# My old IAPLC entry



## Mark Evans (15 Feb 2013)

Sorry for the rehash of an old tank.

I've re-edited this with hopefully, better colour management.

I've got to grips with Edius colour management, and correcting W/B is quite easy now.

Best to watch @ 720p or higher, and Preferably, on a mobile device....(cough*Samsung* cough)


----------



## Ian Holdich (15 Feb 2013)

Watched it on my high res ipad ; ) and it looks even better than watching it on a Samsung! 

In all seriousness, it looks great, brilliant clip!


----------



## Piece-of-fish (15 Feb 2013)

I will watch on both guys and will let you know haha 
Mark would be good if you post both videos to compare what you have done and what is possible  Good work.


----------



## andyh (15 Feb 2013)

Looks awesome on my "non Samsung" device. The retina display handles it well.
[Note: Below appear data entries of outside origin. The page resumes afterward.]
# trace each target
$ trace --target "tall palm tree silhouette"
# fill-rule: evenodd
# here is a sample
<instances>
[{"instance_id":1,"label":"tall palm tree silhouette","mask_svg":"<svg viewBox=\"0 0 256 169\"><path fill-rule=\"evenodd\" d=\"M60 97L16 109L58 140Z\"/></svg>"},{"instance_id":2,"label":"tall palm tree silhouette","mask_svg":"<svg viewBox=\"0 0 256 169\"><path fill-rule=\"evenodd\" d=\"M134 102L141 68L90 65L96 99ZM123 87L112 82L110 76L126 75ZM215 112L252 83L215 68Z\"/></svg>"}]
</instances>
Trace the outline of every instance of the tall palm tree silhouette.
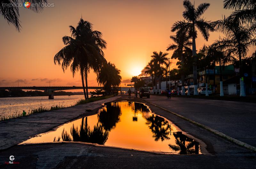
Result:
<instances>
[{"instance_id":1,"label":"tall palm tree silhouette","mask_svg":"<svg viewBox=\"0 0 256 169\"><path fill-rule=\"evenodd\" d=\"M173 150L179 151L180 154L191 154L199 153L198 143L193 139L182 134L181 131L173 133L176 145L169 144ZM195 148L194 148L195 147Z\"/></svg>"},{"instance_id":2,"label":"tall palm tree silhouette","mask_svg":"<svg viewBox=\"0 0 256 169\"><path fill-rule=\"evenodd\" d=\"M91 69L98 73L101 66L106 62L102 50L106 48L107 43L102 38L101 32L93 31L92 24L82 18L76 28L72 26L69 28L71 36L62 38L66 46L55 55L54 63L60 65L62 61L64 72L70 66L73 77L76 72L80 71L84 98L87 99L89 98L88 73Z\"/></svg>"},{"instance_id":3,"label":"tall palm tree silhouette","mask_svg":"<svg viewBox=\"0 0 256 169\"><path fill-rule=\"evenodd\" d=\"M161 94L161 79L163 73L162 66L167 65L167 61L168 59L166 56L169 54L167 53L163 53L161 51L158 53L156 51L153 52L153 55L151 56L151 60L150 62L154 65L154 75L155 77L155 83L156 85L156 94ZM158 78L159 82L159 92L158 93L157 91L157 81L156 78Z\"/></svg>"},{"instance_id":4,"label":"tall palm tree silhouette","mask_svg":"<svg viewBox=\"0 0 256 169\"><path fill-rule=\"evenodd\" d=\"M193 75L194 84L194 95L198 95L197 92L197 74L196 49L196 39L197 37L197 28L200 31L206 41L210 36L209 32L213 32L214 28L210 21L206 21L201 16L210 5L209 3L200 4L196 9L189 0L183 1L183 6L186 10L183 12L183 18L186 20L176 22L172 25L171 31L177 31L178 33L187 31L192 37L192 50L193 58Z\"/></svg>"},{"instance_id":5,"label":"tall palm tree silhouette","mask_svg":"<svg viewBox=\"0 0 256 169\"><path fill-rule=\"evenodd\" d=\"M192 44L190 40L190 37L188 33L178 32L175 35L171 35L170 38L174 43L170 44L166 50L174 50L172 58L178 59L180 60L180 70L181 73L181 95L185 95L185 77L184 72L184 55L183 51L189 47Z\"/></svg>"}]
</instances>

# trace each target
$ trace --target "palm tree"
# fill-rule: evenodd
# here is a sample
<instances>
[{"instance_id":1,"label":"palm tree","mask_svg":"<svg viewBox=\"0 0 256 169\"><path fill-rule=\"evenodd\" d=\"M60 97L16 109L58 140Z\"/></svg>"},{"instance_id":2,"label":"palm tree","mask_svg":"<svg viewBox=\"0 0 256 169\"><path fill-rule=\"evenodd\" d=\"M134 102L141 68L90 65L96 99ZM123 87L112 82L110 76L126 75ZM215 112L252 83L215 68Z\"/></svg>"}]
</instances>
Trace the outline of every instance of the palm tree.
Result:
<instances>
[{"instance_id":1,"label":"palm tree","mask_svg":"<svg viewBox=\"0 0 256 169\"><path fill-rule=\"evenodd\" d=\"M16 27L18 32L20 31L21 26L20 24L20 13L18 0L0 1L0 15L2 15L8 24L11 24ZM20 1L21 3L25 1ZM43 4L47 3L47 0L28 0L26 2L36 5L31 5L29 9L35 12L39 13L44 9Z\"/></svg>"},{"instance_id":2,"label":"palm tree","mask_svg":"<svg viewBox=\"0 0 256 169\"><path fill-rule=\"evenodd\" d=\"M146 118L146 124L148 125L149 129L153 133L153 137L155 141L161 139L162 141L170 139L169 135L171 133L171 125L164 119L158 116L152 115Z\"/></svg>"},{"instance_id":3,"label":"palm tree","mask_svg":"<svg viewBox=\"0 0 256 169\"><path fill-rule=\"evenodd\" d=\"M201 32L204 39L208 41L210 36L209 32L213 32L214 28L211 22L206 21L201 17L210 5L210 4L201 4L196 8L195 8L189 0L183 1L183 5L186 11L183 12L183 17L186 20L177 21L173 25L172 31L177 31L178 32L188 31L188 35L192 37L192 50L193 61L193 74L194 76L194 95L198 95L197 92L197 67L196 49L196 39L197 37L197 28Z\"/></svg>"},{"instance_id":4,"label":"palm tree","mask_svg":"<svg viewBox=\"0 0 256 169\"><path fill-rule=\"evenodd\" d=\"M92 24L81 18L76 28L69 26L71 36L64 36L62 41L66 46L55 55L54 62L60 65L63 71L70 66L74 77L80 71L84 98L89 98L87 83L87 73L90 69L96 73L106 61L102 49L106 48L106 43L102 38L101 33L92 31ZM86 92L84 79L85 76Z\"/></svg>"},{"instance_id":5,"label":"palm tree","mask_svg":"<svg viewBox=\"0 0 256 169\"><path fill-rule=\"evenodd\" d=\"M173 133L173 136L176 140L176 145L169 144L172 149L176 151L179 151L180 154L199 154L198 143L183 134L181 131Z\"/></svg>"},{"instance_id":6,"label":"palm tree","mask_svg":"<svg viewBox=\"0 0 256 169\"><path fill-rule=\"evenodd\" d=\"M148 63L148 65L144 68L146 69L145 73L150 74L152 78L152 87L154 87L154 74L155 72L155 67L153 64L150 62Z\"/></svg>"},{"instance_id":7,"label":"palm tree","mask_svg":"<svg viewBox=\"0 0 256 169\"><path fill-rule=\"evenodd\" d=\"M110 62L104 64L100 68L97 76L97 81L103 85L108 94L111 93L112 88L118 86L121 83L120 72L120 70Z\"/></svg>"},{"instance_id":8,"label":"palm tree","mask_svg":"<svg viewBox=\"0 0 256 169\"><path fill-rule=\"evenodd\" d=\"M255 30L252 27L243 26L237 20L229 18L217 21L214 25L216 30L222 32L226 37L218 42L220 48L228 50L239 59L240 76L240 96L245 96L242 57L246 56L249 48L256 43L254 37Z\"/></svg>"},{"instance_id":9,"label":"palm tree","mask_svg":"<svg viewBox=\"0 0 256 169\"><path fill-rule=\"evenodd\" d=\"M153 52L153 55L151 57L151 60L150 62L153 64L155 67L155 83L156 84L156 93L157 93L156 90L157 88L157 81L156 78L158 77L159 79L159 94L161 94L161 78L163 74L163 71L162 66L164 65L167 65L166 61L168 60L168 59L166 56L169 53L163 53L161 51L159 53L157 53L156 51Z\"/></svg>"},{"instance_id":10,"label":"palm tree","mask_svg":"<svg viewBox=\"0 0 256 169\"><path fill-rule=\"evenodd\" d=\"M224 0L225 9L235 10L231 17L236 18L242 23L255 24L256 21L256 1L254 0Z\"/></svg>"},{"instance_id":11,"label":"palm tree","mask_svg":"<svg viewBox=\"0 0 256 169\"><path fill-rule=\"evenodd\" d=\"M178 33L178 32L177 32ZM175 35L171 35L170 38L174 42L174 44L170 44L166 50L174 50L172 59L178 59L180 60L180 70L181 74L181 95L185 95L185 78L184 71L184 50L189 48L192 45L189 40L190 37L186 32L176 33Z\"/></svg>"}]
</instances>

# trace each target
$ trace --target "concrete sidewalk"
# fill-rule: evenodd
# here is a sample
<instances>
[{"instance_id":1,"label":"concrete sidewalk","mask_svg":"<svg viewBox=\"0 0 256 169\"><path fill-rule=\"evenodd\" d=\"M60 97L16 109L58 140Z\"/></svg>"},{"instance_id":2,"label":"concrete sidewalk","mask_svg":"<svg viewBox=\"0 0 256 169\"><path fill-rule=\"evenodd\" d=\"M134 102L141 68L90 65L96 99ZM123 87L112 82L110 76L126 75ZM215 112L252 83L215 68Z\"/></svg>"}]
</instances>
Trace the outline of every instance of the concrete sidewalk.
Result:
<instances>
[{"instance_id":1,"label":"concrete sidewalk","mask_svg":"<svg viewBox=\"0 0 256 169\"><path fill-rule=\"evenodd\" d=\"M83 114L91 114L85 110L99 109L103 103L113 101L120 97L117 96L84 104L1 121L0 150L20 143L30 137L47 131Z\"/></svg>"},{"instance_id":2,"label":"concrete sidewalk","mask_svg":"<svg viewBox=\"0 0 256 169\"><path fill-rule=\"evenodd\" d=\"M256 146L255 103L154 95L143 99Z\"/></svg>"}]
</instances>

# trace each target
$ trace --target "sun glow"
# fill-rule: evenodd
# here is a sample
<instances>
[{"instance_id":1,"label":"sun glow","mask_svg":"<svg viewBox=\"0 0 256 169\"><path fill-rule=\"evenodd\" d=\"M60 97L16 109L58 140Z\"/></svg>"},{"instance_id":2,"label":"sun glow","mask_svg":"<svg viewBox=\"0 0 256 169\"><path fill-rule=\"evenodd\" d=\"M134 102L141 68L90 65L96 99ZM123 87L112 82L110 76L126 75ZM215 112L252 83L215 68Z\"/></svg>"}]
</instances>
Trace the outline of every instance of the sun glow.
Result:
<instances>
[{"instance_id":1,"label":"sun glow","mask_svg":"<svg viewBox=\"0 0 256 169\"><path fill-rule=\"evenodd\" d=\"M143 67L133 67L129 70L129 72L132 76L138 76L141 73L143 69Z\"/></svg>"}]
</instances>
Great work Mark, your videos are some of the best on the web.


----------



## George Farmer (15 Feb 2013)

Must....resist....the....urge...to...get...a....5D Mk2...


----------



## Greenview (15 Feb 2013)

Resistance is futile, George.


----------



## andyh (15 Feb 2013)

George Farmer said:


> Must....resist....the....urge...to...get...a....5D Mk2...


George just cave in and buy one  , they appear to be amazing and thats not me taking anything away from Mr Evans Skills! We could give him a my daughters toy camera and he would still produce works of art!

and whilst i am on..........................FLOOD that tank! LOL must stop with this silly banter now 



but seriously FLOOD it.


----------



## Piece-of-fish (16 Feb 2013)

Looks a little better on my new samsung tab than you know what tab hahaha...


----------



## danmullan (16 Feb 2013)

That isn't TGM 'blue stone' by any chance is it? Looks really nice.

Just out of interest Mark, where did you place with this one?


----------